Anytime you're asking sometime to pay you money, they think there's risk. How do you go above and beyond to show your minimizing that persons risk? You do this with planning. You build under promising and over delivering directly into your marketing or customer service strategy.

First let's define what it means to under promise and over deliver with an example from an online retailer of headsets named Headsets.com:

On their website, they say they have a 2-hour guarantee call back time for customer support issues. When a customer submits a request for a call, the customer assumes that call will come within 2 hours. However, on the backend, Headsets.com's customer support team actually plans for a 1-hour guarantee call back time. No matter what, they're always surprising and delighting customers (even angry ones) by exceeding expectations and calling them earlier than the customer anticipated.

Very quickly, let's define the opposite of under promising and over delivering:

Any cable (or service) company ever that's said: "We'll arrive between the hours of 11am and 4pm." Oh, and then they arrive late at 4:30pm.

In those two examples, I'm guessing you know which scenario is the right one to follow.

When it comes to selling something, customers and clients want to know exactly what they're getting. It's your job to show them the tangible benefits, but it's also in your best interest to keep a couple extra benefits in your back pocket. This may seem counterintuitive, but if you can build a "wow" factor with extra perks, you'll have much happier clients.

Here are four simple things you can plan to do to exceed your customers/clients expectations:

1. Include a handwritten thank you note.

This seems like a lost idea in the digital world we live in. However, getting (good) physical mail is still one of the most enjoyable things for people. It costs about $0.10 for a postcard and $0.34 for a stamp. For $0.44 and one minute of your time, you can create an incredibly happy customer by surprising them with a handwritten note.

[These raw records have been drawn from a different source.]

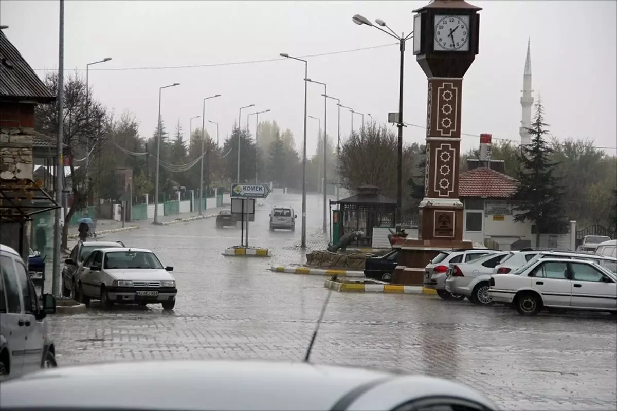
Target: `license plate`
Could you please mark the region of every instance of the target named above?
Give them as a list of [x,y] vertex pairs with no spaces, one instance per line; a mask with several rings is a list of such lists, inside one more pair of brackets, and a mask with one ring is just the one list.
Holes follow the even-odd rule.
[[159,295],[159,291],[138,291],[136,293],[137,295],[140,297],[156,297]]

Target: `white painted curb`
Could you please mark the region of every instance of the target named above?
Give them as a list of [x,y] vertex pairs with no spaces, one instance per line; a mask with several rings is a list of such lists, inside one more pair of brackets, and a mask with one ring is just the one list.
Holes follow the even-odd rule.
[[286,272],[291,274],[308,274],[311,275],[339,275],[341,277],[364,277],[362,271],[350,271],[343,269],[309,268],[308,267],[283,267],[272,266],[270,271],[275,272]]

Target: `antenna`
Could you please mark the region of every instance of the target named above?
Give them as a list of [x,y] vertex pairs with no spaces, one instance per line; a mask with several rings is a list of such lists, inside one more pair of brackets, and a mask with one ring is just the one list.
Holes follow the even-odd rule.
[[328,307],[328,302],[330,301],[330,295],[331,294],[332,290],[331,289],[328,292],[328,296],[326,297],[326,301],[323,303],[323,306],[321,307],[321,314],[319,315],[319,319],[317,320],[317,325],[315,327],[315,331],[313,332],[313,336],[311,338],[310,343],[308,344],[308,349],[307,350],[307,355],[304,357],[304,362],[308,362],[308,357],[310,356],[311,351],[313,351],[313,344],[315,344],[315,340],[317,338],[317,332],[319,331],[319,326],[321,324],[321,320],[323,319],[323,315],[326,314],[326,308]]

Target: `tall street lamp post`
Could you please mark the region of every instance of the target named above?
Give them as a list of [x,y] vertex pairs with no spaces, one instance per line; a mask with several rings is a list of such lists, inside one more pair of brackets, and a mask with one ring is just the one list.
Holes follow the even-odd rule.
[[[97,62],[94,62],[93,63],[88,63],[86,65],[86,121],[88,122],[88,125],[90,124],[90,86],[89,86],[89,69],[90,66],[93,64],[98,64],[99,63],[105,63],[106,62],[109,62],[112,59],[111,57],[105,57],[102,60],[99,60]],[[89,128],[88,128],[88,132],[89,132]],[[90,145],[88,142],[90,140],[90,136],[88,136],[88,139],[86,140],[86,185],[88,187],[89,185],[89,182],[87,176],[89,174],[89,166],[90,166]]]
[[302,142],[302,235],[300,246],[307,246],[307,88],[308,78],[308,63],[305,60],[298,59],[286,53],[281,53],[281,57],[292,59],[304,63],[304,137]]
[[[236,182],[238,184],[240,184],[240,136],[242,134],[241,132],[242,128],[240,126],[240,123],[242,122],[242,110],[244,108],[253,107],[255,107],[254,104],[249,104],[249,105],[245,105],[244,107],[240,107],[240,110],[238,114],[238,174],[236,174]],[[249,127],[248,123],[246,124],[246,127]]]
[[[337,102],[337,105],[339,107],[339,114],[338,114],[338,124],[337,125],[337,137],[336,137],[336,161],[338,164],[339,160],[339,156],[341,155],[341,100],[339,99],[331,97],[327,94],[321,94],[323,97],[326,99],[332,99],[333,100],[336,100]],[[324,145],[325,147],[325,145]],[[324,160],[325,160],[325,157],[324,157]],[[336,183],[336,201],[339,201],[339,187],[341,186],[341,174],[337,172],[337,175],[338,176],[337,182]]]
[[208,120],[208,123],[217,124],[217,148],[218,148],[218,123],[212,120]]
[[[205,100],[209,100],[210,99],[215,99],[217,97],[220,97],[220,94],[215,94],[214,96],[210,96],[210,97],[205,97],[202,101],[202,111],[201,111],[201,170],[199,173],[199,215],[202,214],[202,210],[204,208],[204,156],[205,145]],[[210,167],[209,163],[208,167]]]
[[310,78],[307,79],[307,81],[314,83],[323,86],[323,232],[328,232],[328,203],[326,197],[328,196],[328,161],[327,150],[328,147],[328,86],[325,83],[315,81]]
[[201,116],[195,116],[189,120],[189,150],[191,150],[191,137],[193,134],[193,120],[194,118],[199,118]]
[[374,25],[368,20],[368,18],[359,14],[354,15],[352,18],[352,20],[354,23],[360,25],[366,25],[367,26],[375,27],[378,30],[383,31],[388,36],[394,37],[399,41],[399,51],[400,52],[400,67],[399,73],[399,122],[397,124],[399,128],[399,153],[397,165],[398,170],[397,173],[398,177],[398,187],[396,194],[396,219],[397,222],[400,222],[403,197],[403,63],[405,57],[405,42],[410,38],[413,37],[413,31],[412,31],[407,36],[405,36],[404,33],[402,33],[402,35],[399,36],[394,33],[391,28],[388,27],[385,22],[380,18],[376,20],[375,23],[376,23],[378,26],[386,27],[387,30],[390,30],[389,33],[381,28],[381,27]]
[[180,83],[175,83],[169,86],[164,86],[159,89],[159,126],[156,143],[156,177],[154,182],[154,224],[159,224],[159,166],[160,162],[160,95],[163,89],[180,86]]

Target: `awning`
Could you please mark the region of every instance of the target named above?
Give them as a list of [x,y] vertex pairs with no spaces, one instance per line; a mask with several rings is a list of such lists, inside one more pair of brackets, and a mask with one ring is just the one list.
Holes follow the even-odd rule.
[[0,180],[0,220],[19,222],[39,213],[60,208],[57,203],[30,179]]

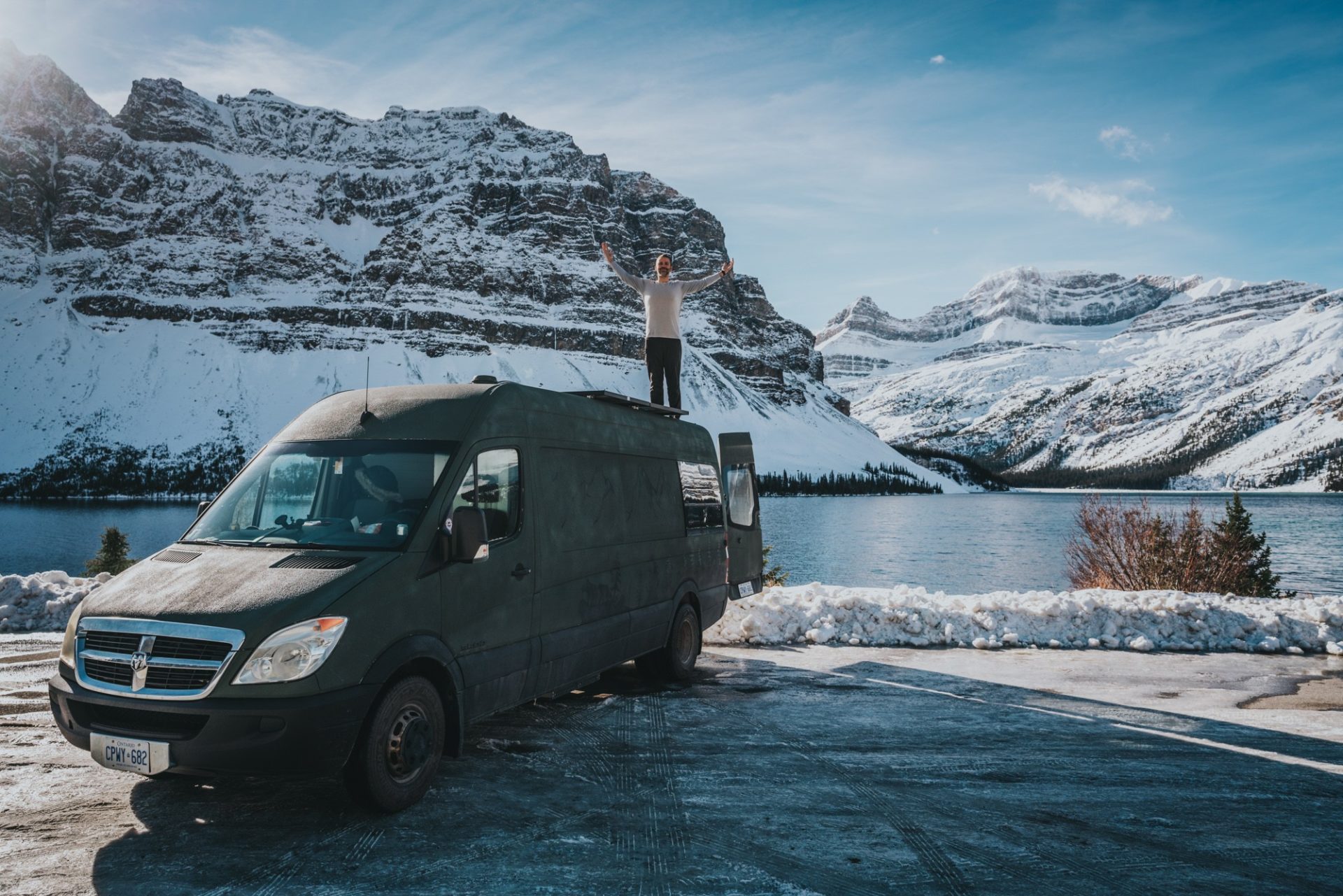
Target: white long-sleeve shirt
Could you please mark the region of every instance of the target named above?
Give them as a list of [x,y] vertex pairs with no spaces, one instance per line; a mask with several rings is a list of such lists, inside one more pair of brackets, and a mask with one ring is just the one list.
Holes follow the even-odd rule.
[[669,279],[659,283],[647,277],[635,277],[615,259],[611,259],[611,270],[643,297],[643,336],[647,339],[681,339],[681,300],[723,278],[723,271],[717,271],[700,279]]

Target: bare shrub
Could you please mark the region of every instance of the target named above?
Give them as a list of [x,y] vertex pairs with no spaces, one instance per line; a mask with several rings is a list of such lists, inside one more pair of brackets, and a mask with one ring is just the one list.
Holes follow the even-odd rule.
[[1250,529],[1240,494],[1226,502],[1226,513],[1207,525],[1197,498],[1167,519],[1147,498],[1125,506],[1091,494],[1068,541],[1068,579],[1074,588],[1291,596],[1277,590],[1266,537]]

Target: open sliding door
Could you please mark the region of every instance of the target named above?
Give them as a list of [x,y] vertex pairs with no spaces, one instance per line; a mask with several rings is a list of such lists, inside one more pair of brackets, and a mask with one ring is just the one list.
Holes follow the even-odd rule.
[[760,591],[764,567],[760,536],[760,496],[755,478],[755,451],[749,433],[719,435],[723,502],[727,505],[728,584],[733,600]]

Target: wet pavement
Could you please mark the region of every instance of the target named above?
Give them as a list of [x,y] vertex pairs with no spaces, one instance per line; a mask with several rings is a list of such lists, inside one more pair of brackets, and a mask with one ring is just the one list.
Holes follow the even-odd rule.
[[1343,892],[1343,715],[1238,708],[1323,658],[713,649],[473,727],[383,817],[94,766],[55,649],[0,642],[5,893]]

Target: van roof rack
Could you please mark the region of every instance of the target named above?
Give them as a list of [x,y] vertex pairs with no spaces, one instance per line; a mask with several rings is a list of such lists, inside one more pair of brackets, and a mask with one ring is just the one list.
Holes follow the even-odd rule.
[[645,402],[642,398],[630,398],[629,395],[620,395],[618,392],[610,392],[607,390],[588,390],[580,392],[569,392],[569,395],[579,395],[582,398],[590,398],[595,402],[607,402],[610,404],[622,404],[635,411],[650,411],[653,414],[661,414],[662,416],[678,418],[685,416],[686,411],[678,407],[667,407],[666,404],[654,404],[653,402]]

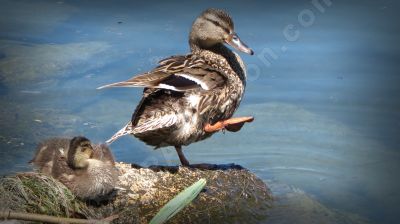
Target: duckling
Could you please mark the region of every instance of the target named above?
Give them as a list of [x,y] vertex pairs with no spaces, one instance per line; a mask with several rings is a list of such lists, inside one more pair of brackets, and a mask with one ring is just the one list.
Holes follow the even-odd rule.
[[110,149],[105,145],[93,147],[87,138],[81,136],[44,141],[39,144],[32,163],[81,199],[101,198],[110,193],[118,181]]
[[99,87],[144,87],[131,120],[107,143],[130,134],[155,149],[174,146],[181,164],[189,166],[182,146],[220,130],[239,131],[253,121],[232,118],[244,94],[246,69],[225,44],[253,55],[236,34],[229,14],[207,9],[193,22],[189,54],[171,56],[149,72]]

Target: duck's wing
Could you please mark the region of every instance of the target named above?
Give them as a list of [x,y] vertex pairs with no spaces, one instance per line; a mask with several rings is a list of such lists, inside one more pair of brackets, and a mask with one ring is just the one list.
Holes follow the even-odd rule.
[[224,73],[210,66],[202,57],[194,54],[172,56],[159,62],[150,72],[132,77],[123,82],[99,87],[146,87],[187,91],[192,89],[211,90],[223,85]]

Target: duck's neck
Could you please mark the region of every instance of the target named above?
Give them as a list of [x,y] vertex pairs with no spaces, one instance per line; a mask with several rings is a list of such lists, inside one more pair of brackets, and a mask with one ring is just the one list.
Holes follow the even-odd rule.
[[[233,53],[233,51],[231,51],[224,44],[219,43],[209,48],[201,48],[199,45],[191,42],[190,49],[192,53],[201,52],[202,50],[208,50],[213,52],[214,54],[218,54],[224,57],[225,60],[231,66],[232,70],[234,70],[235,73],[239,75],[240,79],[242,79],[242,81],[246,79],[244,71],[245,68],[242,66],[243,62],[241,62],[241,58],[238,57],[235,53]],[[238,60],[240,60],[240,62]]]

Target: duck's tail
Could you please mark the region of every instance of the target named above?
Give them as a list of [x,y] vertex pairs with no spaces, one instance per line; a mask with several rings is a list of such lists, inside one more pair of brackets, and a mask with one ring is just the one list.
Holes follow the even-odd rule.
[[110,139],[106,141],[108,145],[113,143],[115,140],[118,138],[124,136],[124,135],[129,135],[133,133],[133,128],[132,128],[132,121],[129,121],[121,130],[119,130],[117,133],[115,133]]

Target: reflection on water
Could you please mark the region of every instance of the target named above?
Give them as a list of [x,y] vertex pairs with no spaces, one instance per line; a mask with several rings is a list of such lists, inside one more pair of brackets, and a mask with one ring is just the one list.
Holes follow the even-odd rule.
[[[268,223],[398,220],[395,3],[332,1],[323,13],[309,1],[1,4],[1,174],[30,170],[35,145],[49,136],[110,137],[141,90],[96,87],[185,53],[192,20],[213,6],[232,13],[256,52],[242,56],[249,82],[237,112],[256,120],[187,147],[190,161],[257,173],[277,198]],[[315,16],[307,27],[298,20],[304,9]],[[282,33],[288,24],[300,32],[296,41]],[[112,148],[125,162],[178,164],[173,149],[153,151],[134,138]]]

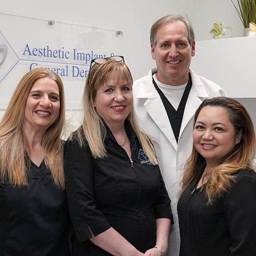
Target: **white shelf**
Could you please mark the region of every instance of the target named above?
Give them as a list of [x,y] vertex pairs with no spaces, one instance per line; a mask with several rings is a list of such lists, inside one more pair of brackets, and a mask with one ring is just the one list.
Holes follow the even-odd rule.
[[232,98],[256,98],[256,37],[196,42],[191,67]]

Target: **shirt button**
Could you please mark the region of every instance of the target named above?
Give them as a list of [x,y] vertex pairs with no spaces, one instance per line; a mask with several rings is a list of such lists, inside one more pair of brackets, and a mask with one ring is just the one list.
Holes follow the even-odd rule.
[[184,166],[183,164],[180,164],[178,167],[179,171],[183,171],[184,169]]

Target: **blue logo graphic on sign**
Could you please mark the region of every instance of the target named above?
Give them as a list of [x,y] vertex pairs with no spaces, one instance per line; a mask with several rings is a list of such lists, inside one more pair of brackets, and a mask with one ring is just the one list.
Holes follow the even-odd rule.
[[139,160],[140,160],[140,163],[148,163],[150,164],[150,162],[149,161],[149,160],[148,160],[148,158],[146,153],[141,148],[140,148],[140,150],[139,151],[138,159]]

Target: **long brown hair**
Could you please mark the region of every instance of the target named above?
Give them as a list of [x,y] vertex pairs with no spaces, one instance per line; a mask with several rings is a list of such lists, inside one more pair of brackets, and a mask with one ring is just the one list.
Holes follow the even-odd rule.
[[[106,157],[104,141],[106,136],[106,129],[101,117],[97,113],[93,106],[93,100],[99,86],[106,82],[111,72],[115,74],[118,83],[124,80],[131,86],[133,79],[128,67],[122,62],[110,59],[102,64],[94,64],[90,70],[89,79],[85,82],[83,95],[82,105],[84,118],[82,126],[78,130],[78,141],[80,146],[84,144],[85,137],[93,156],[102,158]],[[157,164],[156,153],[152,145],[153,141],[150,136],[139,128],[133,106],[127,117],[140,142],[142,147],[151,163]],[[71,137],[72,138],[72,137]]]
[[[194,126],[200,111],[207,106],[220,107],[227,109],[236,134],[240,131],[242,133],[240,143],[221,160],[220,165],[214,168],[205,185],[208,204],[212,204],[214,198],[228,190],[231,181],[236,179],[236,172],[247,168],[253,169],[255,135],[253,122],[245,108],[237,101],[225,97],[205,99],[195,112]],[[202,159],[203,157],[193,145],[192,153],[185,166],[182,191],[196,177],[198,165]]]
[[25,149],[22,123],[31,88],[38,79],[42,78],[55,81],[59,90],[59,114],[45,132],[42,145],[45,152],[44,161],[52,172],[54,182],[64,188],[63,143],[60,139],[65,120],[63,85],[58,76],[43,68],[35,69],[23,76],[0,122],[0,178],[19,187],[28,185],[27,169],[29,160]]

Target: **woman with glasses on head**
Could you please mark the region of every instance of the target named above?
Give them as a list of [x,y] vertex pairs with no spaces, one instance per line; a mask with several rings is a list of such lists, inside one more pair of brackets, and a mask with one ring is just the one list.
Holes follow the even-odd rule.
[[0,122],[0,255],[70,256],[63,86],[45,68],[22,78]]
[[139,129],[120,56],[94,60],[64,171],[76,256],[165,254],[172,215],[151,139]]
[[255,137],[244,107],[225,97],[197,110],[178,204],[180,256],[256,255]]

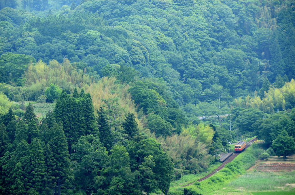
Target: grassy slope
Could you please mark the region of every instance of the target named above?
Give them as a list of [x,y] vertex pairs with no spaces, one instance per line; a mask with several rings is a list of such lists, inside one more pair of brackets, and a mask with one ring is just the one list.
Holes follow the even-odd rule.
[[[239,175],[244,174],[246,170],[255,164],[258,156],[257,154],[261,152],[258,151],[259,150],[253,149],[252,147],[250,147],[233,161],[227,164],[222,170],[209,179],[199,182],[196,182],[186,187],[202,194],[216,192],[222,189],[231,181],[236,179]],[[191,182],[193,181],[191,181]],[[181,187],[183,185],[182,184],[177,186],[171,184],[169,193],[183,194],[183,188]]]
[[293,164],[289,166],[294,170],[295,157],[289,157],[286,162],[277,157],[260,161],[245,175],[233,180],[221,190],[209,194],[295,194],[295,171],[272,171],[278,170],[278,165],[282,169],[290,170],[288,164]]

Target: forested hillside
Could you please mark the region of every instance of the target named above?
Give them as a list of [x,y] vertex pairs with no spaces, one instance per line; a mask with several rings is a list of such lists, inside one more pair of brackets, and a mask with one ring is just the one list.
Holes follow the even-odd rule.
[[0,193],[167,194],[242,135],[294,152],[294,4],[0,1]]

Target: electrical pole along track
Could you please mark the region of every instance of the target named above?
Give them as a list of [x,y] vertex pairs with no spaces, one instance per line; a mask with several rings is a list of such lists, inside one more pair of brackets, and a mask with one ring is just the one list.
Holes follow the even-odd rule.
[[[255,138],[254,139],[253,139],[252,140],[250,141],[249,143],[253,143],[254,141],[255,141],[256,139],[256,138]],[[250,146],[250,145],[251,144],[250,143],[246,143],[246,147],[245,148],[245,150],[246,149],[247,149],[247,148],[249,147],[249,146]],[[227,163],[228,163],[230,162],[231,162],[232,161],[232,160],[235,159],[235,158],[236,158],[236,156],[239,155],[240,153],[233,153],[233,154],[232,154],[229,157],[227,158],[226,160],[224,161],[222,163],[222,164],[221,165],[220,165],[218,167],[217,167],[217,168],[215,170],[214,170],[213,171],[211,172],[210,174],[209,174],[209,175],[207,175],[204,177],[201,178],[199,180],[198,180],[198,181],[202,181],[203,180],[204,180],[206,179],[207,179],[207,178],[212,176],[212,175],[214,175],[214,173],[216,173],[217,171],[222,169],[223,168],[223,167],[224,167],[224,166],[225,166],[225,165],[226,165]],[[192,184],[193,184],[195,182],[196,182],[196,181],[194,181],[193,182],[189,184],[187,184],[186,185],[183,186],[181,186],[181,187],[186,187],[186,186],[188,186],[191,185]]]

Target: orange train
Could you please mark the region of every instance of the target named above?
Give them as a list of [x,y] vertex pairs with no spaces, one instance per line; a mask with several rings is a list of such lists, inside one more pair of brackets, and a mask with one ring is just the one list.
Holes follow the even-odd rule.
[[236,153],[241,152],[246,148],[246,142],[240,141],[235,145],[235,151]]

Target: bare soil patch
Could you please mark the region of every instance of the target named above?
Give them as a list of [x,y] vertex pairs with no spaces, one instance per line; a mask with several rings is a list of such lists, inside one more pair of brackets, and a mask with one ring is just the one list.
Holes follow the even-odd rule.
[[266,172],[295,171],[294,158],[288,157],[286,161],[283,160],[281,157],[280,158],[276,157],[270,158],[252,167],[250,170]]

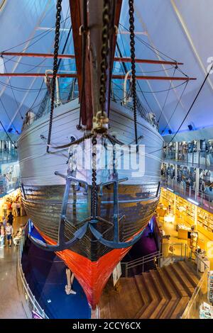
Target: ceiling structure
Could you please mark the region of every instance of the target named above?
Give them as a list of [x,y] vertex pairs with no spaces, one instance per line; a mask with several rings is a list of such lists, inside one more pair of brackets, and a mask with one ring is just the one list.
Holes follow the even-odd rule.
[[[0,51],[9,49],[11,52],[52,52],[54,29],[51,28],[55,26],[55,1],[22,0],[18,5],[14,0],[4,2],[0,9],[0,29],[5,32],[1,34]],[[136,74],[182,77],[184,74],[179,72],[181,70],[189,77],[197,77],[196,81],[187,84],[175,81],[138,81],[138,96],[144,108],[156,115],[160,133],[163,131],[167,134],[168,130],[173,133],[178,129],[205,78],[208,61],[213,61],[210,59],[213,57],[212,11],[212,0],[135,0],[136,57],[172,59],[184,63],[176,69],[171,65],[137,64]],[[68,0],[62,1],[61,21],[60,52],[71,25]],[[129,57],[128,0],[123,0],[120,23],[118,45],[122,55]],[[66,53],[73,53],[72,40],[71,35]],[[119,56],[118,50],[116,55]],[[44,72],[53,67],[50,59],[8,56],[4,60],[8,72]],[[129,69],[131,64],[126,66]],[[61,73],[75,70],[75,60],[62,62]],[[122,64],[114,63],[114,73],[121,74],[123,70]],[[190,124],[193,129],[213,125],[212,75],[209,75],[180,132],[188,131]],[[32,106],[36,108],[43,98],[45,86],[42,83],[42,78],[11,77],[9,81],[0,78],[0,120],[7,130],[12,128],[12,132],[20,132],[22,117]],[[115,94],[123,83],[114,81]]]

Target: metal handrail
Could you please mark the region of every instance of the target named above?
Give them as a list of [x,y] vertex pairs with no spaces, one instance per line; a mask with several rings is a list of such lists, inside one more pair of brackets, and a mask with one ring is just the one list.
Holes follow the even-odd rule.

2. Make your receipts better.

Too often we buy things online and we get crappy receipts emailed to us. By sending someone an email, you're penatrating their sacred inboxes and you should relish that opportunity. Plus, people rarely delete a receipt without looking it, that's more than can be said for any marketing email. Can you add a personalized photo from the founder of your company? What about a funny animated GIF (if something like that aligns with your company's values)? Or, maybe you can offer a discount code on their next purchase, or one they could send to a friend? Get creative and plan to surprise someone instead of just sending a plain-old receipt.

3. Promise your customers/clients XYZ, but keep ABC as your secret weapon.

You have five services you're delivering to them, but maybe there's a sixth service you can throw in after the fact and not tell them about it? An example would be: You sell sponsorships for a conference. Each sponsor gets booth space, a logo on the website, a logo on the conference name tags, a log on the conference t-shirts, and time on stage to address the audience. But, you also probably have a conference website and email list where you can shout out your sponsors. Surprise them by sharing their company on those places (without adding it the list of initial deliverables). You don't have to get wildly creative to surprise people, you just need to exceed their expectations.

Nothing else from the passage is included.